I logged on and pulled down profiles of at least 100 men in their 40s. Some had faces with wrinkles and hairlines that crept backwards. Some wore wide, half-moon smiles, their faces stretched and distorted from trying to hold a digital camera at arm's length as they snapped a series of self-portraits. Some stood next to their children, others next to their children's children.

I looked into the faces of the boys I had grown up with and realized that somewhere along the way their chins had softened and the waists on their Levi's had widened. In the time since I was last dating, the boys had not only turned into men, but into middle-aged men. I began to suspect that the wrinkles and circles under my eyes might be from more than just lack of sleep.

And so I signed up.

I set up automatic monthly withdrawal on my debit card, found myself a made-up name to identify myself without identifying myself, had friends take pictures and argue over which looked most like me and wrote an essay listing my various jobs (waitress, marriage-license clerk, grad-school professor), travels (Tokyo, Botswana, Poland and Paris), traits positive (charming, funny, articulate, direct) and negative (won't share at Chinese restaurants, watches reality TV).

Three months later I'm still online.

I haven't fallen in love or met my soul mate. I've sipped coffee with approximately 15 men between the ages of 40 and 48. I've been told I was beautiful (he choked it out at dinner in between the hush puppies and the blackened catfish), intelligent, sexy and complex (I'm not sure that was meant as a compliment). I've heard 15 different stories, watched 15 different faces and heard 15 different laughs. All first dates have lasted approximately one hour – several felt like five and a couple went by too quickly.

I've kissed one man and cried with another, been taken out and have taken out. I've met Sigmund, the cat who can open a locked cat door, and Mathilda the golden lab who half-sat in my lap outside a Starbucks. I've scanned bookshelves and baseball trophies, analyzed business cards and discussed the finer points of the Intifada. I've eaten chicken Paprikash and snacked on Chex Mix. Drunk champagne and guzzled grapefruit soda.

I've made some friends and found that a little softness around the chin and belly is sexier to me than flat abs and a face without lines. My walk has turned into a strut and my married girlfriends confide that they envy my newfound social life. Suddenly I am a sexy trendsetter, encouraging friends at work to sign up, offering help with profiles and advice on the best coffee shops for a first meeting.

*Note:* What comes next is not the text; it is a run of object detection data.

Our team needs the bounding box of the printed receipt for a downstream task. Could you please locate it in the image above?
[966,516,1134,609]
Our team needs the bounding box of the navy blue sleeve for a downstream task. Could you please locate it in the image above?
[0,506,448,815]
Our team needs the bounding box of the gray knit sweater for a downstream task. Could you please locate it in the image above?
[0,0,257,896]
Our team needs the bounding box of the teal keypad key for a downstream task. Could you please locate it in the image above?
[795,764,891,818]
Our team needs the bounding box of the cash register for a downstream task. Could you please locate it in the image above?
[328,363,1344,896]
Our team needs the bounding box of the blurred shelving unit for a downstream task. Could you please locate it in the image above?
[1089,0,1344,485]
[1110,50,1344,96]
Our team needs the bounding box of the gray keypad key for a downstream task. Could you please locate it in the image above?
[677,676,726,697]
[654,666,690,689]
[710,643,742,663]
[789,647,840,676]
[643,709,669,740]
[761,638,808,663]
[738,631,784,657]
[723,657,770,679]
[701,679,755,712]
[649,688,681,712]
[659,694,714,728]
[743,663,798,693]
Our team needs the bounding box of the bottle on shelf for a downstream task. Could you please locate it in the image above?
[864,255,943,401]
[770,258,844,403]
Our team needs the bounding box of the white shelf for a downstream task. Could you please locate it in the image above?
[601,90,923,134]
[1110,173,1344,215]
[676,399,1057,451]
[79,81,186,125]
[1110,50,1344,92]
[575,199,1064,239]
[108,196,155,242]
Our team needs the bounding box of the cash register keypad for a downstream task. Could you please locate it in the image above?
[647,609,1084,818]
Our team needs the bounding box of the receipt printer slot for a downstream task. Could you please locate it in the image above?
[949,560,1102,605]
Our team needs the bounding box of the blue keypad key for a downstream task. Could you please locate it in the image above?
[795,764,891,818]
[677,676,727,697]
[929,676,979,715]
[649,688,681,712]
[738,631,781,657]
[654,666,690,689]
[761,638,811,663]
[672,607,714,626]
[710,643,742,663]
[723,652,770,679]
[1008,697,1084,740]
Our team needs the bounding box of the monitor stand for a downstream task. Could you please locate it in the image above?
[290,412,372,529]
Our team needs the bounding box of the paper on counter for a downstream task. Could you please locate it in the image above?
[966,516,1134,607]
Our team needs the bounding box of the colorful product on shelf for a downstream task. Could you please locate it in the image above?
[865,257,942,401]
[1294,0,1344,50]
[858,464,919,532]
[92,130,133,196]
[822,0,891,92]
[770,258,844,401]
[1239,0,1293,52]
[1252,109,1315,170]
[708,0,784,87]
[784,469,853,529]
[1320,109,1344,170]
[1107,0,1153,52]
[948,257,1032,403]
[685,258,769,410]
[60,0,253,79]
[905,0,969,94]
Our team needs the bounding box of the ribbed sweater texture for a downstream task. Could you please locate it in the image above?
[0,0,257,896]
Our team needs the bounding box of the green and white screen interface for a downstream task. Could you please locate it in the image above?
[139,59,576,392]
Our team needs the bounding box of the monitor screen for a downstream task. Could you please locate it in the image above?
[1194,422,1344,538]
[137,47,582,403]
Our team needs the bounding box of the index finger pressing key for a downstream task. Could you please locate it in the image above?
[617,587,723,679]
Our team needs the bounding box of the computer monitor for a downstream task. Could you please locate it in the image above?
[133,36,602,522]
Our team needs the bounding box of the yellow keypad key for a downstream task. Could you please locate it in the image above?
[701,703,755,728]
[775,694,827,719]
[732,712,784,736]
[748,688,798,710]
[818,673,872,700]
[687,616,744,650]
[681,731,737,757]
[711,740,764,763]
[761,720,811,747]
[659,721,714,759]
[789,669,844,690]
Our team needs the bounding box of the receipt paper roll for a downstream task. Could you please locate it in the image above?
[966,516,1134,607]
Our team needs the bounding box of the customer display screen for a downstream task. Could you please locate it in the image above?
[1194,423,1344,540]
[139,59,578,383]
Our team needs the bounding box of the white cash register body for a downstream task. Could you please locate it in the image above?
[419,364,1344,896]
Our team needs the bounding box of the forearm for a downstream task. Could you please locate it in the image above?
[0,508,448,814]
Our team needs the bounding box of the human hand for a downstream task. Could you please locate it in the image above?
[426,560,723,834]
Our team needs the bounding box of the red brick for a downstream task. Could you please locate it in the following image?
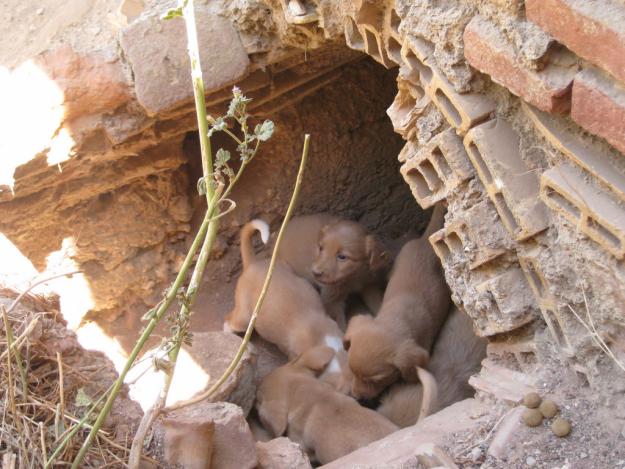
[571,70,625,154]
[525,0,625,83]
[464,16,577,113]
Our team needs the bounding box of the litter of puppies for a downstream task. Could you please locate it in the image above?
[224,204,486,464]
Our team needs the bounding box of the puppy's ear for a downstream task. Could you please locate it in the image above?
[365,235,389,272]
[257,399,288,438]
[296,345,334,374]
[393,340,430,383]
[343,314,373,350]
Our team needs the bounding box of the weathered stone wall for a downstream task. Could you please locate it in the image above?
[0,0,625,432]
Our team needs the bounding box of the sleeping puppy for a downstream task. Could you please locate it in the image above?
[256,346,397,464]
[224,220,351,392]
[270,213,389,329]
[378,306,488,428]
[343,204,450,398]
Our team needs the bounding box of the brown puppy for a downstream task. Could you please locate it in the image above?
[343,204,450,398]
[378,306,488,427]
[279,213,389,329]
[256,347,397,464]
[224,220,349,388]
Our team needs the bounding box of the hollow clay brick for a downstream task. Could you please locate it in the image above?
[464,119,548,241]
[402,36,495,135]
[523,105,625,201]
[477,267,536,336]
[525,0,625,83]
[464,16,577,113]
[571,70,625,155]
[540,163,625,259]
[400,129,474,208]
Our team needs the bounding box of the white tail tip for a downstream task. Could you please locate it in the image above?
[250,218,269,244]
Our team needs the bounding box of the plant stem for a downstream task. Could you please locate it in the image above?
[165,134,310,412]
[72,188,220,469]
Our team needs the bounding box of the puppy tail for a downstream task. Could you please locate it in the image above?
[241,219,269,270]
[422,202,447,239]
[417,367,438,422]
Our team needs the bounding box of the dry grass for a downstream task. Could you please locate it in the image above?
[0,288,149,468]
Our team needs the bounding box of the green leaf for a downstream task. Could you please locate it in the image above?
[161,7,183,21]
[215,148,230,169]
[254,120,275,142]
[74,388,93,407]
[197,177,206,195]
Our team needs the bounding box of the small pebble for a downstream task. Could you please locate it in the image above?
[551,419,571,437]
[538,399,558,419]
[471,448,484,462]
[523,392,541,409]
[522,409,543,427]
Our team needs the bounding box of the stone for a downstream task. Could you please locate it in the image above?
[36,45,131,121]
[464,16,577,113]
[571,69,625,155]
[154,402,258,469]
[538,399,558,419]
[523,392,541,409]
[120,6,250,115]
[551,419,571,437]
[163,418,215,469]
[322,399,488,469]
[256,437,312,469]
[525,0,625,83]
[168,331,256,416]
[522,409,543,427]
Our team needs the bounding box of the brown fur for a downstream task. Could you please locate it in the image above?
[256,347,397,464]
[378,307,487,427]
[343,204,450,398]
[224,222,349,388]
[279,213,389,329]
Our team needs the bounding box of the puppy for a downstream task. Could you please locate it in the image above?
[256,346,398,464]
[378,306,488,428]
[343,204,450,398]
[224,220,351,388]
[278,213,389,329]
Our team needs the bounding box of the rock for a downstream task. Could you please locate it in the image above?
[522,409,543,427]
[120,9,250,115]
[538,399,558,419]
[37,46,131,121]
[154,402,258,469]
[168,332,256,416]
[551,419,571,437]
[163,417,215,469]
[523,392,540,409]
[256,437,312,469]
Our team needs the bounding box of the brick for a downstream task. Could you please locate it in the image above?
[540,163,625,259]
[477,267,537,336]
[321,399,488,469]
[386,67,430,141]
[360,24,396,68]
[464,16,577,113]
[571,70,625,155]
[401,36,495,135]
[120,7,250,115]
[382,2,403,65]
[464,119,549,241]
[400,129,475,208]
[525,0,625,83]
[523,105,625,201]
[469,358,536,405]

Will I find my match? I don't know. I'm not sure I even care. But right now I like watching my in-box fill with new faces and profiles; new messages from men I may never meet telling me that I am the one they've been waiting for. I like meeting for coffee and deciding whether or not I want dessert.

Right now, I like looking in the mirror and realizing, for the first time in years, that I am still a desirable little match girl.